Re: 8859-1, 8859-15, 1252 and Euro

From: Tony Harminc (tzha1@ibm.net)
Date: Thu Feb 10 2000 - 19:38:35 EST


On 10 Feb 00, at 8:09, Erik van der Poel wrote:

> There is a boundary between mainframes and the Internet. There is a
> gateway at that boundary. The gateway should take care of the octets
> in the C1 range, so that the big mainframe doesn't choke on the data
> produced by the little PC. The gateway will need to do this for UTF-8
> *anyway*, so it might as well do it for windows-1252 too.

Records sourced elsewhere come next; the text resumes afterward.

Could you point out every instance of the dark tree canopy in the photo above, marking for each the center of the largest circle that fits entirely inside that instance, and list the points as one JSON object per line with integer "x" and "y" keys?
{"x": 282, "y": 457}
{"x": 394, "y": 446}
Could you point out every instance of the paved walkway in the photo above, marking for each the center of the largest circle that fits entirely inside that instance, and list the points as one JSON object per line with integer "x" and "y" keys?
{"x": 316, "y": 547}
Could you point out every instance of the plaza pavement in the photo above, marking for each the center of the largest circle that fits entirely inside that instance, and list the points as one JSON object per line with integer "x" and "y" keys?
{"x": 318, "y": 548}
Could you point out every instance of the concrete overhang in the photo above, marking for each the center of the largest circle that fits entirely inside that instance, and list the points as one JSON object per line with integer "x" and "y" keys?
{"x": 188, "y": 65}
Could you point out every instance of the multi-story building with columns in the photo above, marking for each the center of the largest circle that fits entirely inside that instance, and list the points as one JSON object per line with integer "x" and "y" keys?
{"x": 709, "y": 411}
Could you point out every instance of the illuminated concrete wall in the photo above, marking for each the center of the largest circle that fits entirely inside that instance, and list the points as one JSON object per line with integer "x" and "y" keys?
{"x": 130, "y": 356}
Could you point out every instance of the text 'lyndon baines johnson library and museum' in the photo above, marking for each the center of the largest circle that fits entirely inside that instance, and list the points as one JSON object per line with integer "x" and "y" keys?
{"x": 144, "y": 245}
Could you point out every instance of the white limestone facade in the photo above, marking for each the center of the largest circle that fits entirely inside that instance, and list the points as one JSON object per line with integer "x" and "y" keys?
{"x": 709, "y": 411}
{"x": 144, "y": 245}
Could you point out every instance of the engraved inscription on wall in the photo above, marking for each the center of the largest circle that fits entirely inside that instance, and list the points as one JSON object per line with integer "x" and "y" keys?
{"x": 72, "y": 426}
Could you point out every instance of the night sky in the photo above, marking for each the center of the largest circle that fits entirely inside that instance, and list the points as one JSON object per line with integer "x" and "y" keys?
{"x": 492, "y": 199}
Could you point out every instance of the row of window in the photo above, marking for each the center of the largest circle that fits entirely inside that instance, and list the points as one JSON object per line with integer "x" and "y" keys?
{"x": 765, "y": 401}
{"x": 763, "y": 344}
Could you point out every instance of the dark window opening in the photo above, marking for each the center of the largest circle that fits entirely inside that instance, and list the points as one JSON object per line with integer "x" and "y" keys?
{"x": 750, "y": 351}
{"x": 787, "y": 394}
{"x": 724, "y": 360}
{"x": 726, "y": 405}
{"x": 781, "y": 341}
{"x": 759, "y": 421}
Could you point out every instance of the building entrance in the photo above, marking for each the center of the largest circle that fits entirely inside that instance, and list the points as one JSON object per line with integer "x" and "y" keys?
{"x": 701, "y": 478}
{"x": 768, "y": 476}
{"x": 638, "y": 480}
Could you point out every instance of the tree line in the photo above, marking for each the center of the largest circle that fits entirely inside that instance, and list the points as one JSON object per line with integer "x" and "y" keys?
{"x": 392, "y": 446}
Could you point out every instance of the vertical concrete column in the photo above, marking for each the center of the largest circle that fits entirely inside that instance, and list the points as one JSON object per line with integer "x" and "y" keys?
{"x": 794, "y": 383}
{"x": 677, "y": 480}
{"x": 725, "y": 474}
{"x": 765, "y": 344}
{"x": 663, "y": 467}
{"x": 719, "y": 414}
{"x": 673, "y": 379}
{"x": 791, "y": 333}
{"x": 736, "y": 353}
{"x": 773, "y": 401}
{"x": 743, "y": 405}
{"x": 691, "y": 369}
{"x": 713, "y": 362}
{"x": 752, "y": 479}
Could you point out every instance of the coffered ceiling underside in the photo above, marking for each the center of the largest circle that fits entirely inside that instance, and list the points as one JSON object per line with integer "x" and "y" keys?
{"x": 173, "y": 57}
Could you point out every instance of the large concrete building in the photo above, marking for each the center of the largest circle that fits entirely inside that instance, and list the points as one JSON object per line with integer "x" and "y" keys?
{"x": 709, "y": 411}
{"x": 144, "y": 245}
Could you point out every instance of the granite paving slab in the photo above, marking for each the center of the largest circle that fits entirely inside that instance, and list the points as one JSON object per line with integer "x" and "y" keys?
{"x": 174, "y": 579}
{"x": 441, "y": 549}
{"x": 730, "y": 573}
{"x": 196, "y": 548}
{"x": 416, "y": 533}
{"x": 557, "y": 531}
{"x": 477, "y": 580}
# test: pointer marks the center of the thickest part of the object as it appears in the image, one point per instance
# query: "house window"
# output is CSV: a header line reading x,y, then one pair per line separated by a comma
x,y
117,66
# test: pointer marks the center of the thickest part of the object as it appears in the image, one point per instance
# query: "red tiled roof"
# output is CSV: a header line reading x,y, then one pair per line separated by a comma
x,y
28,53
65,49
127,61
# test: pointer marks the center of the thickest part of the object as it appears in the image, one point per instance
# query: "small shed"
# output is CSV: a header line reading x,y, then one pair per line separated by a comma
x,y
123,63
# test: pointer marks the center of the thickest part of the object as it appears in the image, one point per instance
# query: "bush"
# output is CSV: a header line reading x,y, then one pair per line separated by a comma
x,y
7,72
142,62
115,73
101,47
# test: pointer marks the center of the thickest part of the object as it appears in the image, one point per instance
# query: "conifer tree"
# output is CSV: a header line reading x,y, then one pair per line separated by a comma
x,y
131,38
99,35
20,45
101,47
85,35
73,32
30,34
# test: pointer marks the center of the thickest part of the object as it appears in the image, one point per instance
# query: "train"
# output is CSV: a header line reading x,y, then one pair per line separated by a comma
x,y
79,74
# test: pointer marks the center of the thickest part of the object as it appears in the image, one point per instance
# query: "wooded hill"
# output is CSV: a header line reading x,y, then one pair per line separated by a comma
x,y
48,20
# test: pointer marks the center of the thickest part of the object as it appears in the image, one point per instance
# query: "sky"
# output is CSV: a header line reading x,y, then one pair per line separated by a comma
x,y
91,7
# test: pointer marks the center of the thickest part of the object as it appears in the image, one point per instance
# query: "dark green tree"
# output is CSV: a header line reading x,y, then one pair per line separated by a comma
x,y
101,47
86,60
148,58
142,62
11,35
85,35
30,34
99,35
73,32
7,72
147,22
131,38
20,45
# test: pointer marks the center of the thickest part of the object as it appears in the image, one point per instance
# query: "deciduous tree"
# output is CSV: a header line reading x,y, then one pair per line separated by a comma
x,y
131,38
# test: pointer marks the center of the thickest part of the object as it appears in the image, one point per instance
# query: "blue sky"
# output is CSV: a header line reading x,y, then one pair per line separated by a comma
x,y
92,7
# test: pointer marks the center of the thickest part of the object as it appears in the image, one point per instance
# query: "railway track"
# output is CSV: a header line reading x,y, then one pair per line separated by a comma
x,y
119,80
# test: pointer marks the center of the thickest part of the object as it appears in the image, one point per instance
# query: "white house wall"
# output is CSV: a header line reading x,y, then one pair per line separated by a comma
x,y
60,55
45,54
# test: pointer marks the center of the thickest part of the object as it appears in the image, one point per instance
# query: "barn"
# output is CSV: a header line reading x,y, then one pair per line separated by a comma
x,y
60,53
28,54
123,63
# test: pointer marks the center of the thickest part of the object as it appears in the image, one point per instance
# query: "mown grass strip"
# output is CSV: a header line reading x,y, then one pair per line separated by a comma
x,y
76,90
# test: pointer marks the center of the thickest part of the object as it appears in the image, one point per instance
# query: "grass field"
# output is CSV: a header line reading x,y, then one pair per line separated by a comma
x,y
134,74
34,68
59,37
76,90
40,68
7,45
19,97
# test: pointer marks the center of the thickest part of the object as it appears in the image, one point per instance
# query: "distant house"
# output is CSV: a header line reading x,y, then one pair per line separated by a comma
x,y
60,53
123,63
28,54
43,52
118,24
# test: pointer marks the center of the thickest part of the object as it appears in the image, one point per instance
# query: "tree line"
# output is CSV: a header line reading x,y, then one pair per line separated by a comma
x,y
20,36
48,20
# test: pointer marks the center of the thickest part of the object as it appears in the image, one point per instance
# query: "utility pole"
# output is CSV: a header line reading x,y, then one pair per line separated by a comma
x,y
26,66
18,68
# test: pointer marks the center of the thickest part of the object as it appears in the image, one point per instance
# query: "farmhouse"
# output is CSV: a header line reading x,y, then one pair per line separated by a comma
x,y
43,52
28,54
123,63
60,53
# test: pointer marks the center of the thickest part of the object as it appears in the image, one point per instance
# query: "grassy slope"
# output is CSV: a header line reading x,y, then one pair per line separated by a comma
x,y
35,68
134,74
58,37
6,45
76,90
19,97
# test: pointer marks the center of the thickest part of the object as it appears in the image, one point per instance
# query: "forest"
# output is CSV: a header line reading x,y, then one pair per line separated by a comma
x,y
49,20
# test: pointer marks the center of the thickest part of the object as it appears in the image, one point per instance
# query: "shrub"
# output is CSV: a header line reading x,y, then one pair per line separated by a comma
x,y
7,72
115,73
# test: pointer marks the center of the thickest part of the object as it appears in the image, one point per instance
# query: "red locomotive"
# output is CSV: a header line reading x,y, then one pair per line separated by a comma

Erik, you seem to have what I can only call an absurd view of how
mainframes work. Perhaps some vast water cooled boxes in a glass-
walled room full of spinning magnetic tapes, tended to by men in
white lab coats, and all running on COBOL and punched cards?

Come on - it's 2000, and things have changed just a little bit.

There is no "gateway" between mainframes and the Internet. of course
most mainframes, like most other computers, are protected by a
firewall of some sort, but the mainframe has a TCP/IP stack like any
other machine, and exchanges packets with the rest of the world.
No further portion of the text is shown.